カラカラに乾いた口内とは裏腹に、多量の汗が絵里の輪郭をなぞってはポタリポタリと落ちていく。
「堀田くん? 堀田くん? どうかしたのかね?」
「……いえ、何でもないです、何でも……」
その後、絵里は社長の忠告に被せるように返事をし、足早に電話を切った。
シーツの上には小さな池ができていた。
数日後、次のライブに向けてのダンスレッスンがスタジオで行われていた。
休憩中、他のメンバーが、和気藹々と話に花を咲かせているなか、絵里は1人、鏡の前で練習を続けていた。
「ハァッ……ハァッ……」
(何がヤニカスよ……何が女優崩れよ……。結果を出せばいいんでしょ……結果を……。次のライブで完璧なパフォーマンスを披露して、ネットのクソ野郎どもを黙らしてやるんだから……)

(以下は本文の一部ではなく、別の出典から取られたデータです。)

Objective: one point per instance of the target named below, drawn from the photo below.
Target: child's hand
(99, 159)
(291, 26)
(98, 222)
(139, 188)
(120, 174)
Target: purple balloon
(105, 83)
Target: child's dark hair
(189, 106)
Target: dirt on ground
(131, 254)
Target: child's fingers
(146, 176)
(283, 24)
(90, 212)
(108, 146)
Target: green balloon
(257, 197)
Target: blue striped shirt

垂れてくる汗を湯切るように激しく動く。その絵里のもとに、1人のメンバーが駆け寄ってきた。
「あの、堀田さん。ごめんね。なんか私が挙げた写真のせいで色々迷惑かけちゃって……」
絵里は、ダンスの動きを止めて、駆け寄ってきた女を一瞥し、薄く笑った。
「……その目、その人を見下す目……してやったりって思ってるんでしょ。私が炎上して……」
「な、何言ってるの? そんなことないよ~!!」
彼女は、手をブンブンと大袈裟に振りながら否定した。
(ぶりっ子ぶっても無駄よ。その目が全てを物語ってる……その、枯れ木を見るような目が……)
絵里は、顔に垂れ始めた汗を誤魔化すように、再び練習を始めた。